Strengthening Constitutional Self-Government

No Left Turns

Bernard-Henry Levy on America

I first encountered Bernard-Henry Levy as the author of Barbarism with a Human Face, a nouvelle philosophe who discovered, flamboyantly albeit belatedly, that Marxism produced immense human suffering. He was once on a panel in Toronto with Allan Bloom, who caught his attention by declaring that there was but a short distance between asserting a "Jewish Question" and devising a "final solution."

Well, never far from the limelight, Mr. Levy (BHL, as everyone calls him apparently), is at it again, this time self-consciously following in Tocqueville’s footsteps to write American Vertigo. The book sounds interesting, at least if these interviews are to be believed. Here are a couple of telling snippets from the WSJ interview (the more substantive of the two):

"In France, with the nation based on roots, on the idea of soil, on a common memory . . . the very existence of America is a mystery and a scandal." This is a particular source of pain, Mr. Lévy says, for "the right." Contrary to what is thought generally, he insists, anti-Americanism "migrated to the left, to the Communist Party, but its origins are on the extreme right." America gives the French right "nightmares," as the country is based on "a social contract. America proves that people can gather at a given moment and decide to form a nation, even if they come from different places." The "ghost that has haunted Europe for two centuries"--and which gives fuel, to this day, to anti-Americanism there--"is America’s coming together as an act of will, of creed. It shows that there is an alternative to organic nations."
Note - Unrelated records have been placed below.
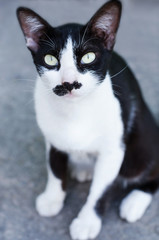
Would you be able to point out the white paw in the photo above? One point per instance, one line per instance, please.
(81, 175)
(47, 206)
(134, 205)
(83, 228)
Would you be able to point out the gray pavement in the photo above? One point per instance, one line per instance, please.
(22, 153)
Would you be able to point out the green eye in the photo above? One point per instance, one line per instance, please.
(50, 60)
(88, 58)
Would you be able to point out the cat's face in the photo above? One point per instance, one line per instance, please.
(72, 60)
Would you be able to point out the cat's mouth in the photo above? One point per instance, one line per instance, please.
(66, 88)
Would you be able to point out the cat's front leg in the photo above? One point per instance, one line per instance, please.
(50, 202)
(88, 223)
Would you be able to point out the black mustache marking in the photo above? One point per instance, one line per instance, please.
(66, 87)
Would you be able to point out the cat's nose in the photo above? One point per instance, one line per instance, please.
(69, 76)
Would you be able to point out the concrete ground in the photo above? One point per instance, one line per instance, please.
(22, 153)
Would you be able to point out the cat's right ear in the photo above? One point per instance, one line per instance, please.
(33, 27)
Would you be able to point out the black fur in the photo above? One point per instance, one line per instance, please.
(141, 134)
(58, 163)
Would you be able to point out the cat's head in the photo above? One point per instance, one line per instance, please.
(72, 59)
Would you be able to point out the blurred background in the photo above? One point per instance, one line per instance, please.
(22, 152)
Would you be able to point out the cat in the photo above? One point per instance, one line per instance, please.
(91, 112)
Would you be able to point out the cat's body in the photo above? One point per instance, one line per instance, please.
(92, 114)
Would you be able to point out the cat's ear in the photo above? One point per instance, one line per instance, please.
(33, 27)
(104, 24)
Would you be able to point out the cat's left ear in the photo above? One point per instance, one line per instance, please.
(104, 24)
(33, 27)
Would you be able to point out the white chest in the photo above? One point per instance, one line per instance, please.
(83, 125)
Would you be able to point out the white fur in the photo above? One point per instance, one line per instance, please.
(50, 202)
(134, 205)
(89, 121)
(86, 226)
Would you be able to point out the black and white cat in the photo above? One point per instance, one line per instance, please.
(92, 116)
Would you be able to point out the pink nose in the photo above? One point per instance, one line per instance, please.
(69, 76)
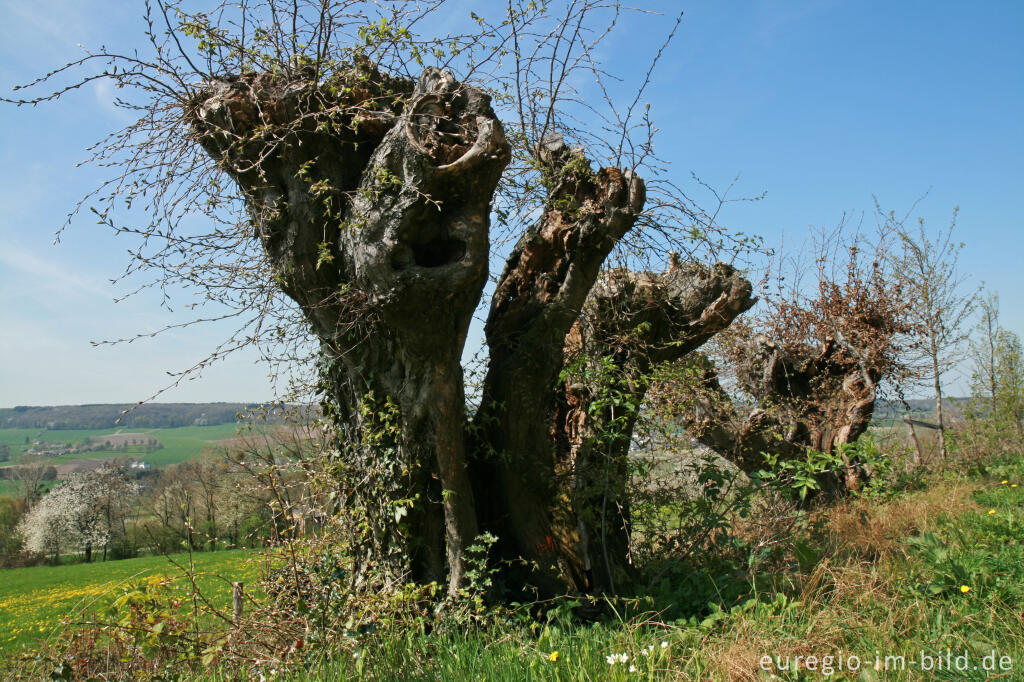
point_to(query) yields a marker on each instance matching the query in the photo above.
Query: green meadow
(179, 444)
(33, 601)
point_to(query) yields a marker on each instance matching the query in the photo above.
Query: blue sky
(820, 104)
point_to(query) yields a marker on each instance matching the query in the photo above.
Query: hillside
(150, 415)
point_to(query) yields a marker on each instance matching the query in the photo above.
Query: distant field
(179, 443)
(34, 600)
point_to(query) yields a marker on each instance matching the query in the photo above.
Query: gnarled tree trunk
(371, 197)
(814, 399)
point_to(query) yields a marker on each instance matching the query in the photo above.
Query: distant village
(113, 441)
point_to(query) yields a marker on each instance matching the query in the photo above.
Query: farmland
(34, 600)
(179, 444)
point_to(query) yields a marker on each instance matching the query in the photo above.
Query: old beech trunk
(371, 197)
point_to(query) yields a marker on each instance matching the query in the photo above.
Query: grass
(179, 444)
(34, 600)
(933, 578)
(903, 586)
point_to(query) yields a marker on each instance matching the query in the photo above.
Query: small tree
(803, 372)
(984, 380)
(940, 306)
(82, 511)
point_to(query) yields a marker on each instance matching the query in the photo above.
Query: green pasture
(33, 601)
(179, 444)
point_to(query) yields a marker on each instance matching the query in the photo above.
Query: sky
(821, 105)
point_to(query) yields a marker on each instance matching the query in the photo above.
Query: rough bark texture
(371, 197)
(373, 205)
(539, 298)
(632, 323)
(815, 399)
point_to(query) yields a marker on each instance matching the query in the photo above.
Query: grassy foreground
(925, 585)
(34, 600)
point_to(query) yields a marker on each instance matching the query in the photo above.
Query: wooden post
(238, 600)
(916, 443)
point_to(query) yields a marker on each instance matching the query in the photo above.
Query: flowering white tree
(83, 512)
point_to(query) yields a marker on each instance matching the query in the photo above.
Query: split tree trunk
(372, 201)
(815, 400)
(371, 198)
(632, 323)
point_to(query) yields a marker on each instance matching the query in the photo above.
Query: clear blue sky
(821, 104)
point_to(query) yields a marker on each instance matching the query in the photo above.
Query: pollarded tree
(349, 178)
(804, 372)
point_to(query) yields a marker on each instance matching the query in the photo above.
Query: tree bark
(373, 206)
(371, 199)
(539, 298)
(816, 399)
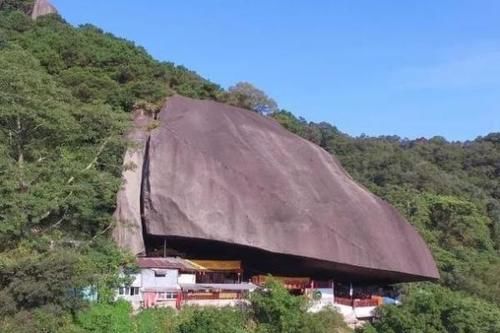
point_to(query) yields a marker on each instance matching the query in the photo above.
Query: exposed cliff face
(221, 173)
(41, 8)
(128, 230)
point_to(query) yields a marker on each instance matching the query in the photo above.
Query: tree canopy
(65, 99)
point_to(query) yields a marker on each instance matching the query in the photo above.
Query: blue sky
(410, 68)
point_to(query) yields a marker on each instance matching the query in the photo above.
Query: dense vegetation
(66, 95)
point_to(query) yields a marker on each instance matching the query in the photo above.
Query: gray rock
(128, 230)
(225, 174)
(41, 8)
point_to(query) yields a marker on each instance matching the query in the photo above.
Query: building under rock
(207, 180)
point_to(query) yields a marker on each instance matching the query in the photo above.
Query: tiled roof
(166, 263)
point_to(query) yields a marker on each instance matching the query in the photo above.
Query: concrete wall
(169, 281)
(187, 278)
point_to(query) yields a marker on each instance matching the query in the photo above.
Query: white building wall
(169, 281)
(187, 278)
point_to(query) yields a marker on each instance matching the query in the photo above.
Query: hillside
(66, 96)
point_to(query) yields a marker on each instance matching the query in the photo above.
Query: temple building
(235, 197)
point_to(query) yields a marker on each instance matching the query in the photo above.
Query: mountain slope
(65, 99)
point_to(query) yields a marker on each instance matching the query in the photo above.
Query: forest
(66, 96)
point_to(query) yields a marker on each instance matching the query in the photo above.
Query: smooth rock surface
(128, 230)
(222, 173)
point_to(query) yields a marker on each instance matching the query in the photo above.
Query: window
(126, 291)
(160, 273)
(167, 295)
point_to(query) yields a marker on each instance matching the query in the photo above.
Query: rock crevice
(216, 172)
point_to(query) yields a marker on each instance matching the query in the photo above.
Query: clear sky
(410, 68)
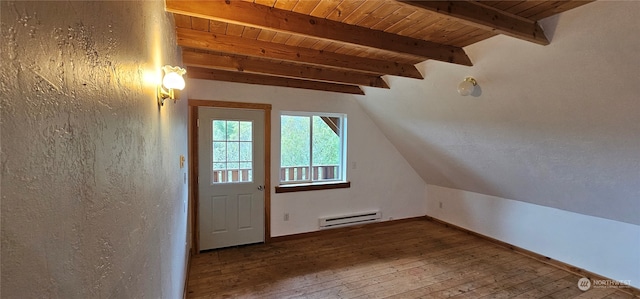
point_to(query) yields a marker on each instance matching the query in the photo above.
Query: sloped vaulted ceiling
(340, 45)
(557, 126)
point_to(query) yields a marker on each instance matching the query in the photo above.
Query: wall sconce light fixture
(467, 86)
(171, 80)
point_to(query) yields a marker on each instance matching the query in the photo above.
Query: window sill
(312, 187)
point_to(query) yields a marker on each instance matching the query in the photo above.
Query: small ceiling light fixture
(467, 86)
(171, 80)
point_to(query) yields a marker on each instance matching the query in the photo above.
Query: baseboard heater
(353, 219)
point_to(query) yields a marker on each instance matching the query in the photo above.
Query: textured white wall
(602, 246)
(555, 125)
(382, 180)
(92, 192)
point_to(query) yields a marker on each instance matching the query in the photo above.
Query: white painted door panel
(231, 177)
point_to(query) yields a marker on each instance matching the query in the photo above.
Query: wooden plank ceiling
(340, 45)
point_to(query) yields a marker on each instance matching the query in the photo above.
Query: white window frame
(343, 147)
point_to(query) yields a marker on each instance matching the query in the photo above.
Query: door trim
(193, 163)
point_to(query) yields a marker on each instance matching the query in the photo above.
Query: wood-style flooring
(403, 259)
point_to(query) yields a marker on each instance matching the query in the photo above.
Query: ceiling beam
(265, 17)
(228, 76)
(244, 46)
(485, 17)
(264, 66)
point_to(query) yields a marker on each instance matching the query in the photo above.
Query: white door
(231, 177)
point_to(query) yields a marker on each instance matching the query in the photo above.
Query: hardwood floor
(412, 259)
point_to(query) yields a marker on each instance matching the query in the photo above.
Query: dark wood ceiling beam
(264, 66)
(231, 44)
(485, 17)
(264, 17)
(238, 77)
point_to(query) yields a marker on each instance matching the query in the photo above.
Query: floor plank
(411, 259)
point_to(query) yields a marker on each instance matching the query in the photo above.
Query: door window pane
(232, 158)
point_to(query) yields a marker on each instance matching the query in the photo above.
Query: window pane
(228, 149)
(326, 148)
(219, 151)
(295, 141)
(233, 128)
(245, 151)
(233, 151)
(219, 130)
(245, 130)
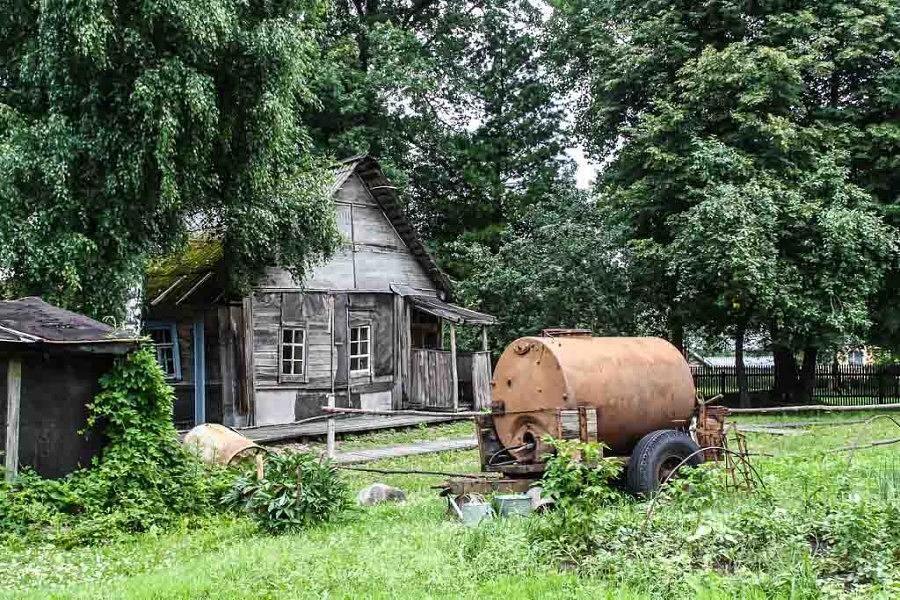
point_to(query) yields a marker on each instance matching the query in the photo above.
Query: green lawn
(413, 550)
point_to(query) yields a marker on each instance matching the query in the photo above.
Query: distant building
(367, 326)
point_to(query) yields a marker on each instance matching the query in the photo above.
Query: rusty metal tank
(637, 385)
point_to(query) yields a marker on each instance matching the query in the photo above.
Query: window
(360, 350)
(293, 342)
(165, 342)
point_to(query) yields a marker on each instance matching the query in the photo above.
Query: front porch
(440, 376)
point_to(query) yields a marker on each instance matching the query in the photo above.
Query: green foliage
(578, 475)
(747, 145)
(557, 266)
(298, 489)
(144, 478)
(455, 102)
(579, 480)
(125, 124)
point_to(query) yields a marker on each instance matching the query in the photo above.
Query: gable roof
(388, 199)
(32, 321)
(178, 277)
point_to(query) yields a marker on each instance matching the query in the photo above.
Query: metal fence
(846, 385)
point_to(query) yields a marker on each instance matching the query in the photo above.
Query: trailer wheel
(654, 457)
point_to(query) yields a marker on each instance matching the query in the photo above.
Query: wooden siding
(430, 382)
(312, 312)
(374, 256)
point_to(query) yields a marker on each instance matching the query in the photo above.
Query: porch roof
(450, 312)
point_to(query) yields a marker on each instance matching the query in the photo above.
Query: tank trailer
(634, 394)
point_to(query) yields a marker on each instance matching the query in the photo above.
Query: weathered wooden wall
(54, 393)
(281, 400)
(374, 255)
(430, 381)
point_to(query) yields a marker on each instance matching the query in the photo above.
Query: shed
(51, 361)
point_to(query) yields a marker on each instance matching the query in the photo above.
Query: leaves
(299, 489)
(126, 126)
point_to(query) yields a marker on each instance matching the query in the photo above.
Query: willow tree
(126, 126)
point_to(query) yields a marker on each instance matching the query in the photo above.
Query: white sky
(585, 170)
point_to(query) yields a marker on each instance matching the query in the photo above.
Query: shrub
(298, 489)
(579, 479)
(143, 478)
(578, 475)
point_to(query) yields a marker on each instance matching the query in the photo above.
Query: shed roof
(181, 274)
(32, 321)
(443, 310)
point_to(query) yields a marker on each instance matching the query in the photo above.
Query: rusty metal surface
(218, 444)
(637, 384)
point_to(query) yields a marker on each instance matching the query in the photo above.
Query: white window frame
(293, 345)
(175, 375)
(354, 353)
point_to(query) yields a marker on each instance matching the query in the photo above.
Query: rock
(378, 493)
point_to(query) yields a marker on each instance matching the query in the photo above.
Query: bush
(579, 479)
(143, 478)
(298, 489)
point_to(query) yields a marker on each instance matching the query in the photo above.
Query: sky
(585, 170)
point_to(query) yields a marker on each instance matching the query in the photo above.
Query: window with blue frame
(165, 342)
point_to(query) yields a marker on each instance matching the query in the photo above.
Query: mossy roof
(199, 257)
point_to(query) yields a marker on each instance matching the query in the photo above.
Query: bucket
(513, 504)
(471, 509)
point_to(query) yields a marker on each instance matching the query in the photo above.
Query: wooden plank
(354, 424)
(454, 375)
(814, 408)
(248, 392)
(13, 410)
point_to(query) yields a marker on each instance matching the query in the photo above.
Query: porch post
(13, 398)
(454, 376)
(199, 373)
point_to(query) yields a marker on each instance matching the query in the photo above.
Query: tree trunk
(739, 370)
(676, 332)
(806, 385)
(786, 374)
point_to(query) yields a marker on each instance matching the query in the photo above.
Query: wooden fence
(845, 385)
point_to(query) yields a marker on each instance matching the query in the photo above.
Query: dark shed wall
(56, 389)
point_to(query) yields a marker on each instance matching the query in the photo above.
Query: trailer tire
(655, 455)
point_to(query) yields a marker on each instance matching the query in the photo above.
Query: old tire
(655, 455)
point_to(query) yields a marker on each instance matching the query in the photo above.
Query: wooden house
(369, 326)
(51, 361)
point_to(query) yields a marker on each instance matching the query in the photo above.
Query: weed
(298, 489)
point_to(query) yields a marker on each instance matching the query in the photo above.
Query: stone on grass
(378, 493)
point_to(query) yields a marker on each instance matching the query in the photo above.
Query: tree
(555, 267)
(453, 98)
(739, 178)
(125, 125)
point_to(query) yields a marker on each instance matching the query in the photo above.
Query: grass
(414, 550)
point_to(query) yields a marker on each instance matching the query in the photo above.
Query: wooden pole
(13, 399)
(454, 376)
(396, 413)
(813, 408)
(329, 425)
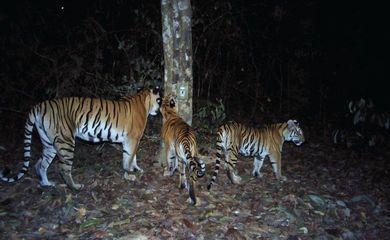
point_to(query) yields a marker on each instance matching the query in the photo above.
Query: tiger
(234, 138)
(59, 121)
(365, 113)
(180, 147)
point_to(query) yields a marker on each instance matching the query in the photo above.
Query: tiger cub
(60, 121)
(179, 147)
(234, 138)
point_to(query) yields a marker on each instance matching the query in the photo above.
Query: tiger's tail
(217, 164)
(28, 129)
(197, 170)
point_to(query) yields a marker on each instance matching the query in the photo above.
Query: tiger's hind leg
(230, 165)
(172, 162)
(275, 159)
(65, 151)
(129, 154)
(257, 164)
(182, 175)
(48, 154)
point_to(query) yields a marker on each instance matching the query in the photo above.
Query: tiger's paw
(282, 178)
(129, 177)
(137, 169)
(77, 186)
(172, 171)
(47, 184)
(194, 202)
(236, 179)
(257, 174)
(166, 172)
(183, 185)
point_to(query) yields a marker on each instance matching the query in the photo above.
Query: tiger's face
(155, 101)
(168, 105)
(294, 133)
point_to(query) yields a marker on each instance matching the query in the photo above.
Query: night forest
(256, 62)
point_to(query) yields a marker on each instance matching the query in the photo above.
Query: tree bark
(177, 42)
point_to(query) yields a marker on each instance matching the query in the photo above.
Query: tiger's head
(168, 105)
(155, 100)
(294, 133)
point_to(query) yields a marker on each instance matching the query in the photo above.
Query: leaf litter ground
(331, 193)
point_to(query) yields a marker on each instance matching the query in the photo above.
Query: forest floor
(331, 193)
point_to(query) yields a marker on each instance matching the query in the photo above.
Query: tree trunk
(177, 42)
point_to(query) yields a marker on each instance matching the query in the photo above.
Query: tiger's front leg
(129, 154)
(65, 151)
(182, 173)
(230, 165)
(257, 164)
(275, 159)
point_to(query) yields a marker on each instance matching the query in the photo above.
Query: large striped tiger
(60, 121)
(234, 138)
(179, 147)
(365, 114)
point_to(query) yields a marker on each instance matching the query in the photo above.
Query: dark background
(267, 60)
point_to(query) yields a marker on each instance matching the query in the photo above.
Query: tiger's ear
(159, 101)
(172, 103)
(139, 89)
(156, 90)
(292, 123)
These are important insights, and surely gratifying to an American. But is this the whole picture, I ask. Isn’t today’s French gauche--and the European left as embodied by Gerhard Schröder and Spain’s Zapatero, to name but two leading offenders--more than just a passive inheritor of a right-wing anti-Americanism? Why this insistence--and Mr. Lévy does, sometimes, protest too much--on anti-Americanism as a sort of rightist Original Sin? Here, Mr. Lévy is evasive: "It is true of the left," he concedes, nodding his head in accord, but then checks himself: "It is partly true. . . . But you must see that in France you have the Gaullist tradition, which is strongly anti-American."


Would he say that Jacques Chirac, a Gaullist, is anti-American? "Chirac is pragmatic. When he plays chess, he plays with both black and white. He thinks two things at the same time, constantly. Mitterrand was like that, too." Ideology, suggests Mr. Lévy with more than a hint of lament, has given way to "pragmatism" in French politics, to cynicism. "The reign of ideologies in France was linked to the concept of revolution. As long as some believed in revolution, you had a distribution of ideologies." The moment when "the dream of revolution collapsed" --a dream of which Mr. Lévy once partook--ideology decamped from the battleground of French politics.

***

Mr. Lévy regards his own criticism of America not as anti-Americanism, but as tough love. He is an assiduous believer in America’s "manifest destiny," and expects this country, clearly, to uphold the highest standards--as he sees them. Some of these standards he would prescribe to France, in particular the American approach to citizenship. He contrasts the "model of Dearborn"--the Detroit suburb, home to significant numbers of contented Arab-Americans--with the "model of St. Denis," the Parisian banlieu where discontented Arab immigrants (never referred to as Arab-Frenchman) ran riot late last year. "What is good about America is that in order to be a citizen, you are not asked to resign from your former identity. You cannot tell Varadarajan or Lévy, ’You have to erase from your mind the ancestors you had.’ In France, we erase."

Here’s hoping that Jim Ceaser, author of Reconstructing America, will review it somewhere.

Discussions - 3 Comments

Or, perhaps, Dan Mahoney?

Why not both?

You’re just like me when it comes to a variety of desserts (e.g., at Christmas): I can’t make a this-one rather than that-one decision, so I opt for all. Good idea, Joe. (I’m pretty sure Dan will be reviewing it.)